Lettres de Pline le Jeune/Tome premier/Panckoucke 1826/L5 XX. À Ursus

Traduction par Louis de Sacy revue et corrigée par Jules Pierrot.
éditeur Panckoucke (p. 409-411).
XX.
Pline à Ursus.

Peu de temps après le jugement de Julius Bassus[1], les Bithyniens formèrent une nouvelle accusation contre Varenus, leur proconsul, celui-là même qui, à leur prière, leur avait été donné pour avocat contre Bassus. Lorsqu’ils eurent été introduits dans le sénat, ils demandèrent l’information : Varenus, de son côté, réclama la faculté de faire entendre les témoins qui pouvaient servir à sa justification. Les Bithyniens s’y étant opposés, il fallut plaider. Je parlai pour lui avec succès ; si je parlai bien ou mal, c’est au plaidoyer même à vous l’apprendre. La fortune a toujours sur l’événement d’une cause une influence heureuse ou funeste. La mémoire, le débit, le geste, la conjoncture même, enfin les préventions favorables ou contraires à l’accusé, donnent ou enlèvent à l’orateur beaucoup d’avantages ; au lieu que le plaidoyer, à la lecture, ne se ressent ni des affections ni des haines ; il n’y a pour lui ni hasard heureux ni circonstance défavorable.

Fonteius Magnus, l’un des Bithyniens, me répliqua, et dit très-peu de choses en beaucoup de paroles. C’est la coutume de la plupart des Grecs : la volubilité leur tient lieu d’abondance. Ils prononcent tout d’une haleine et lancent avec la rapidité d’un torrent les plus longues et les plus froides périodes. Cependant, comme dit agréablement Julius Candidus, loquacité n’est pas éloquence. L’éloquence n’a été donnée en partage qu’à un homme ou deux au plus, et même à personne, si nous en voulons croire Marc Antoine. Mais cette facilité de discourir, dont parle Candidus, est le talent de beaucoup de gens, et particulièrement celui des effrontés.

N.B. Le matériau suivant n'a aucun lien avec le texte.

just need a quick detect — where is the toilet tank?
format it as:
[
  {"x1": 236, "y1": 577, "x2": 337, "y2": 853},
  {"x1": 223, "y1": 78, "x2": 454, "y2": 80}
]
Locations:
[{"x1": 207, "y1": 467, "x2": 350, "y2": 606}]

Le jour suivant, Homullus plaida pour Varenus avec beaucoup d’adresse, de force, d’élégance. Nigrinus répondit d’une manière serrée, pressante et fleurie. Acilius Rufus, consul désigné, fut d’avis de permettre aux Bithyniens d’informer. Il garda le silence sur la demande de Varenus : c’était assez clairement s’y opposer. Cornelius Priscus, personnage consulaire, voulait qu’on accordât également aux accusateurs et à l’accusé ce qu’ils demandaient ; et le plus grand nombre adopta son avis.

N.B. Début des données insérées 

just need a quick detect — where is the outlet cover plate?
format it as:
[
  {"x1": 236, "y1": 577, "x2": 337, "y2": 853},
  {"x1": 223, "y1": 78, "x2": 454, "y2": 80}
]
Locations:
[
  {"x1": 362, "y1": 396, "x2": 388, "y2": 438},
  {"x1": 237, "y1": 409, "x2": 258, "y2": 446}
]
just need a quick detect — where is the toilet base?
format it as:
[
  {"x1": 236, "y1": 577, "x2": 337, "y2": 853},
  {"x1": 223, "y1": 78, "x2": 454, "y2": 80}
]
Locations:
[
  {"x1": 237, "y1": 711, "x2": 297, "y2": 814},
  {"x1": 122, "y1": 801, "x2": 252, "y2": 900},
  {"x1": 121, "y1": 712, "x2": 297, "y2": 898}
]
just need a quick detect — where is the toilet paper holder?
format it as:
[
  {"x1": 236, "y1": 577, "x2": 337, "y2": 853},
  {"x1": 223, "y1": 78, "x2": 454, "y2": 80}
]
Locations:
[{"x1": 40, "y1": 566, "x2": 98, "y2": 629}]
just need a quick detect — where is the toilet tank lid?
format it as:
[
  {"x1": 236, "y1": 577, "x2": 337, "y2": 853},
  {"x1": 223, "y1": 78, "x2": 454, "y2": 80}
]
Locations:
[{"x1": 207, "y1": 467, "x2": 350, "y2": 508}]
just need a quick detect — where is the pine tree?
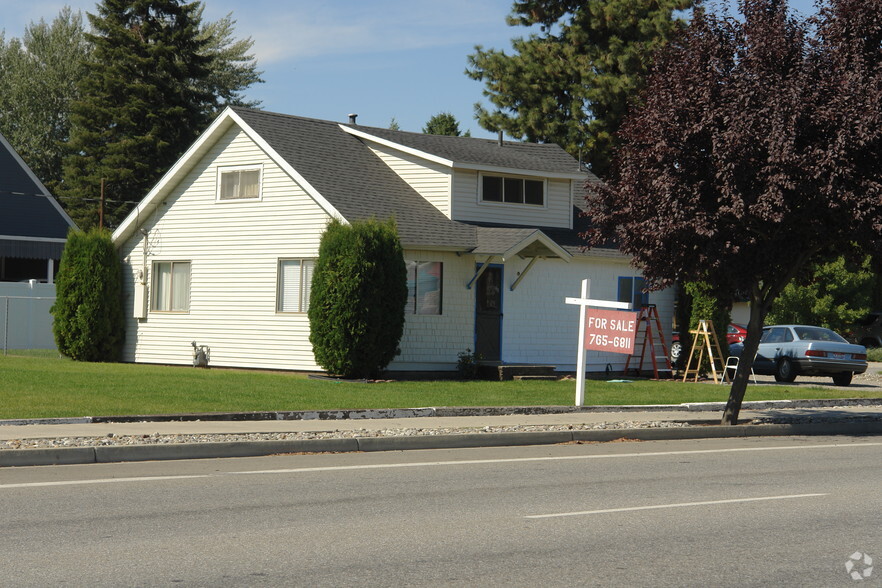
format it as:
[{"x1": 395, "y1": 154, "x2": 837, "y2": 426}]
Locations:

Nous avons ainsi obtenu une décision, qui n’avait pour elle ni la loi ni l’usage, et qui pourtant était juste. Pourquoi juste ? je ne vous le dirai pas dans cette lettre, pour vous faire désirer mon plaidoyer ; car, si nous en croyons Homère,

Les chants les plus nouveaux sont les plus agréables[2] ;


et je ne puis permettre qu’une lettre indiscrète dérobe à mon discours cette grâce et cette fleur de nouveauté, qui n’en font pas le moindre mérite. Adieu.

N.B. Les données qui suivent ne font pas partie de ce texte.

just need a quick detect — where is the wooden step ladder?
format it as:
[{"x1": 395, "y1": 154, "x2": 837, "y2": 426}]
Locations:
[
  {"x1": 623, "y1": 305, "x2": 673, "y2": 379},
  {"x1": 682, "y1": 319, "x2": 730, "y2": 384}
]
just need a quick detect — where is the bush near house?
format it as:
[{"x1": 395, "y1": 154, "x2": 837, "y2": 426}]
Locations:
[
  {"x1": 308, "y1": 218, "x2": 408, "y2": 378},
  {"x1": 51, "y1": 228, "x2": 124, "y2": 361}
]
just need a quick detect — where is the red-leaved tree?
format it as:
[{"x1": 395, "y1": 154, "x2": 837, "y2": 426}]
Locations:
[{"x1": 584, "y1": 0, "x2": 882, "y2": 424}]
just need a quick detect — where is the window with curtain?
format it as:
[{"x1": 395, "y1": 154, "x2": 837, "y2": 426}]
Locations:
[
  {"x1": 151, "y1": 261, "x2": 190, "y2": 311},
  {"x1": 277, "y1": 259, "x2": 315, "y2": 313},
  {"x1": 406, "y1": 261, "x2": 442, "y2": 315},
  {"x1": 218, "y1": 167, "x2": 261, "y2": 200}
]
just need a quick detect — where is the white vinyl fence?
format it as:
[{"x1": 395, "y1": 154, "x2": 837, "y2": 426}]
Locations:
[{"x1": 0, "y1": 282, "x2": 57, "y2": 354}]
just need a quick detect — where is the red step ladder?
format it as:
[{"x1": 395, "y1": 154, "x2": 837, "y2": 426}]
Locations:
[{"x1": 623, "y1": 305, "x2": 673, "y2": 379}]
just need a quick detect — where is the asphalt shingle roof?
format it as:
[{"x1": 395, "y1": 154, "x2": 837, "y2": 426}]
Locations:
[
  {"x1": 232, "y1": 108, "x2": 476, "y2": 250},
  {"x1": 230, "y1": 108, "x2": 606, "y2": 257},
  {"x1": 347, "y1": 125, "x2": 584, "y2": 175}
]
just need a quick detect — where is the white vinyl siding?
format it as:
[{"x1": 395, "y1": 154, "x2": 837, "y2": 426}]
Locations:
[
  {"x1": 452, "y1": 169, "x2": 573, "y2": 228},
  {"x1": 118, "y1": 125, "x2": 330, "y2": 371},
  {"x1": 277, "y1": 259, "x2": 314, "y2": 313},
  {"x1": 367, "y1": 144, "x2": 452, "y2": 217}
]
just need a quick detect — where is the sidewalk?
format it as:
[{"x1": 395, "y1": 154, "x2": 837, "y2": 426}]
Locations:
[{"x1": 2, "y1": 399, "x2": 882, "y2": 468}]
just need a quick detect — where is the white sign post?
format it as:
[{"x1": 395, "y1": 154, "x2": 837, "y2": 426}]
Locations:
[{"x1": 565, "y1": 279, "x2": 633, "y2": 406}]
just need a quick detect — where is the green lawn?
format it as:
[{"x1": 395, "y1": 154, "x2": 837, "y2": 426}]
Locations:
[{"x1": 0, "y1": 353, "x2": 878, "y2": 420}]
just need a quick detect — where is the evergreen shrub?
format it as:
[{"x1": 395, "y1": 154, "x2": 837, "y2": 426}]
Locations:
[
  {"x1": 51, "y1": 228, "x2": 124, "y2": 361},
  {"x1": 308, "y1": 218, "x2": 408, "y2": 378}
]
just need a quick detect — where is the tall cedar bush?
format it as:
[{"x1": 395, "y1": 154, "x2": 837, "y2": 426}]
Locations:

  1. Peu de temps après le jugement de Julius Bassus, etc. L’éditeur de la traduction avait admis dans le texte, iterum Bithyni (breve tempus a Julio Basso) et Rufum, etc. : je trouve dans Schæfer, iterum Bithyni, post breve tempus a Julio Basso, etiam Rufum, etc. La leçon que je rejette était empruntée à l’édition romaine d’Heusinger. — (Voyez iv, 9.)
  2. Les chants les plus nouveaux, etc. Hom., Odyss., i, 351.